Overheating in UK homes: a health disaster waiting to happen

03/03/2017

A Loughborough academic has warned the UK is facing a public health disaster if the issue of overheating in homes is not tackled. Professor Kevin Lomas, an internationally acclaimed expert in building simulation, says the next heat wave to hit the country could have grave consequences for the most vulnerable in our society, as the country now has a housing stock unable to keep cool in the warmer months.

Image: At the front is a thermometer. In the background can be seen a city in heat and the sun shining on it; Copyright: panthermedia.net/tomwang

15,000 people died in 2003 because of the european heatwave. Considering the climate change, the overheating could triple by 2040; ©panthermedia.net/tomwang

New research provides clear measured evidence of overheating across England, Scotland and Northern Ireland, and outlines the health risks that inhabitants face due to heat stress experienced in their homes. The issue is the result of new housing being heavily insulated to meet environmental targets, Government schemes which encourage owners of older properties to retrofit insulation, the creation of more high-rise properties and poor building design.

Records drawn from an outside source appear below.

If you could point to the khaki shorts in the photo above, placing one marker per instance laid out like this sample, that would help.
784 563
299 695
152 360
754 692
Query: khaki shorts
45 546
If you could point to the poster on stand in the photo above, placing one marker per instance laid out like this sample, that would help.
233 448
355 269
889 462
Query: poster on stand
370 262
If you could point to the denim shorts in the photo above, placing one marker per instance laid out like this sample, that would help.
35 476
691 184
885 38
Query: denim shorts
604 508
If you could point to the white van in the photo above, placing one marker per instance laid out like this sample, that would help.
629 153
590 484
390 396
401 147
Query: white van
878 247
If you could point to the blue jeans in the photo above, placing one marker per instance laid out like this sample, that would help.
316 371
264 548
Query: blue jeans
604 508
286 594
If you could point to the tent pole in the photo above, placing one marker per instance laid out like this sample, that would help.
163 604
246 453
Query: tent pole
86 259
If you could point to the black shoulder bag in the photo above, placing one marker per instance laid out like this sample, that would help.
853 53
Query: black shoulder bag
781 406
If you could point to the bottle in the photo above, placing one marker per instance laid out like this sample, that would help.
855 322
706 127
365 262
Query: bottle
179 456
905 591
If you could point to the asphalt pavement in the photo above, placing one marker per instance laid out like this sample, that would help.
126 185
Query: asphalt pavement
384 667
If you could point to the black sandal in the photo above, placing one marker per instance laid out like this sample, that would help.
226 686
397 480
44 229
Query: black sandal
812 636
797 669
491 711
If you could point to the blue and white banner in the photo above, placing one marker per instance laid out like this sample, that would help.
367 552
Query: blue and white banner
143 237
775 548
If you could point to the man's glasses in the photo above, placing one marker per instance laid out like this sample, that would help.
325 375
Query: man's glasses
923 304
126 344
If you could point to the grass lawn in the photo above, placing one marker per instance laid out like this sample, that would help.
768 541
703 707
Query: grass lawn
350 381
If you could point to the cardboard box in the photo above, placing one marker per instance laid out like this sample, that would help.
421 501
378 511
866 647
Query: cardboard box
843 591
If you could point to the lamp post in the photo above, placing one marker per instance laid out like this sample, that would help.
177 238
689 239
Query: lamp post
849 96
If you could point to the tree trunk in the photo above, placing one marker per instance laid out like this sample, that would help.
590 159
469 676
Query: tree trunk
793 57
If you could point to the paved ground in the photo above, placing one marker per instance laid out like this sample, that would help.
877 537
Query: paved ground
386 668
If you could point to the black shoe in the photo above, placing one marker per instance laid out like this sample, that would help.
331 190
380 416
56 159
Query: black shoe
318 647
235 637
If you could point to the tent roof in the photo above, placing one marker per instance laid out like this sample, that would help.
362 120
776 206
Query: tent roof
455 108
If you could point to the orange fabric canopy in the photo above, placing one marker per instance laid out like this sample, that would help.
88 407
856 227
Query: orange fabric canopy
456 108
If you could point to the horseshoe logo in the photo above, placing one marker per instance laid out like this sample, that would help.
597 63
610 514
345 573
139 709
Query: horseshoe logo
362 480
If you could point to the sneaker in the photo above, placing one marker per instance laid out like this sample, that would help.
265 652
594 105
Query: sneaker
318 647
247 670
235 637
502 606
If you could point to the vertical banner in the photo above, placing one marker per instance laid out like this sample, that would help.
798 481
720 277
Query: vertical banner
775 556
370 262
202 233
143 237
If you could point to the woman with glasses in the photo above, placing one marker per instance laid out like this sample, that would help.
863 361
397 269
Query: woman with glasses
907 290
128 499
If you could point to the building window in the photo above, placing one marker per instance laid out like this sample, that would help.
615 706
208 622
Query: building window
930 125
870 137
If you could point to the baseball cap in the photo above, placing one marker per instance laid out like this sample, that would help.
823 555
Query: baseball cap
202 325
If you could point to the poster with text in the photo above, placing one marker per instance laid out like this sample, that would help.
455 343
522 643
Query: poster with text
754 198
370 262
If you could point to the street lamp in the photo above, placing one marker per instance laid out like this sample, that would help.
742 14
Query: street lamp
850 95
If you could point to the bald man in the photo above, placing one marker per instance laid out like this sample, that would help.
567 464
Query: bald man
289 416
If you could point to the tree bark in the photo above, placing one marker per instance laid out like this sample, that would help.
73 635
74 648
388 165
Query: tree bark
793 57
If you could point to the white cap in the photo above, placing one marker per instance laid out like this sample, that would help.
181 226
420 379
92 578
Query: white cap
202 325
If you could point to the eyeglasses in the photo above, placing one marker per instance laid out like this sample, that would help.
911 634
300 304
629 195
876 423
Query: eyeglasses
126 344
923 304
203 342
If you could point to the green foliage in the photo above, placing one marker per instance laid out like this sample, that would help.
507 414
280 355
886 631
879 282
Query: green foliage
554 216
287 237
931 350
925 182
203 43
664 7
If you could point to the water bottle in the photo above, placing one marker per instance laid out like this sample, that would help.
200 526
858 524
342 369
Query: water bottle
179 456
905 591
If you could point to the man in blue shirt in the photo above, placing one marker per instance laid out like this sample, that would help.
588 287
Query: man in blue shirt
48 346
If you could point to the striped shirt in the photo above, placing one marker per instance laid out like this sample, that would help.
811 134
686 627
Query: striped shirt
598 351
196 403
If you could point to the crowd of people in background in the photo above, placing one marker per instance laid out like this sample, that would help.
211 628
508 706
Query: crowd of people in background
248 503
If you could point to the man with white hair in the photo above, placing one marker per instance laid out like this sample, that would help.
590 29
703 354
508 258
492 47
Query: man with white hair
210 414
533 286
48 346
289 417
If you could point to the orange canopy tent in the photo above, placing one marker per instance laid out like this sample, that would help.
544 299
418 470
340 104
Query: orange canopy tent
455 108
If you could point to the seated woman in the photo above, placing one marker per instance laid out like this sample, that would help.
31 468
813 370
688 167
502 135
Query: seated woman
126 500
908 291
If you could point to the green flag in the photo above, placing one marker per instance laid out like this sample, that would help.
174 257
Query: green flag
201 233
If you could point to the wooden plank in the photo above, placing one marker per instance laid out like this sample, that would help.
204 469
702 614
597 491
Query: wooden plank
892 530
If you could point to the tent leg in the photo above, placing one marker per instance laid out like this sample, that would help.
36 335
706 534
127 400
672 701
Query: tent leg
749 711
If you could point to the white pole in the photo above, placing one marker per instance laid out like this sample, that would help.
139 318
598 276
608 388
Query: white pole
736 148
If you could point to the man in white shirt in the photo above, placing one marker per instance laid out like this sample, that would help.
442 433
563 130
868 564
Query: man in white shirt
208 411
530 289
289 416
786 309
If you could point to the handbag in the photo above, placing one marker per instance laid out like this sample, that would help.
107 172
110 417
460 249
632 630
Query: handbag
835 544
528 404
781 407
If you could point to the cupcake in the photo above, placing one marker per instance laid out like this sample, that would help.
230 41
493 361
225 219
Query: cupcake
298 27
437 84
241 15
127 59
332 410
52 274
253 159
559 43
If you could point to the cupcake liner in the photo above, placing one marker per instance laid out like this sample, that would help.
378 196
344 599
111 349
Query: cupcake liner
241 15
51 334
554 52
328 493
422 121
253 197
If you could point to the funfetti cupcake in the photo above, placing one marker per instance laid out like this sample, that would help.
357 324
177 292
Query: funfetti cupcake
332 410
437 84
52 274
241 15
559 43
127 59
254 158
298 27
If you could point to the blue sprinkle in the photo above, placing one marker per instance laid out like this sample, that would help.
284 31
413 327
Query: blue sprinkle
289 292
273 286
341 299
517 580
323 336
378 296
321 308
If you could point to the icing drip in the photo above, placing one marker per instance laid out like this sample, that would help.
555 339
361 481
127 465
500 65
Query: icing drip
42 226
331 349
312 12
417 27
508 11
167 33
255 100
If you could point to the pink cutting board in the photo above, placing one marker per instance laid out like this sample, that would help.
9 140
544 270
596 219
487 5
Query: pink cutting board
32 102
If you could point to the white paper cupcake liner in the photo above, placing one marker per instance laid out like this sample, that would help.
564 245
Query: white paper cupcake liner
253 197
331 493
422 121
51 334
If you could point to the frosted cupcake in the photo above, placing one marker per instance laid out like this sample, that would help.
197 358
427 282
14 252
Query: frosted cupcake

Researchers from the University’s School of Civil and Building Engineering, led by Professor Lomas, collected indoor temperature data from close to 800 homes across England. They found that many homes experience summertime temperatures that are uncomfortably warm, even in mild summers, and that temperatures are higher in tower blocks and homes occupied by the elderly. The team has also measured temperatures on wards in four English hospitals, the results of which show that the very places that should provide a safe haven from summer heat are also prone to overheating.

The European heatwave of 2003 led to the premature deaths of around 15,000 people, and with climate change causing warmer summers and more frequent and intense heatwaves, deaths related to overheating could triple by 2040.

"Despite the major health risks associated with overheating, particularly for the old and the very young, the focus of the UK building regulations remains on keeping people warm in the winter and not cool in the summer," explains Professor Lomas. "But there needs to be a philosophical shift in the regulations to also include building adaptation measures. We need the Government to listen to what the experts in academia and industry are saying – that urgent action needs to be taken to ensure the people of the UK, and in particular the most vulnerable in our society, are not left at risk from overheating."

Professor Lomas has proposed the following measures to try and combat the problem:

  • Develop regulations to stop the building of homes that are highly likely to overheat in the summer
  • Provide people with simple ways to regulate the temperatures in their home, such as easy-to-open windows and shading
  • Provide advice and guidance so people use the cooling opportunities they have at the right time in the right way. For example opening windows at night to let in cool air but closing windows to the daytime heat.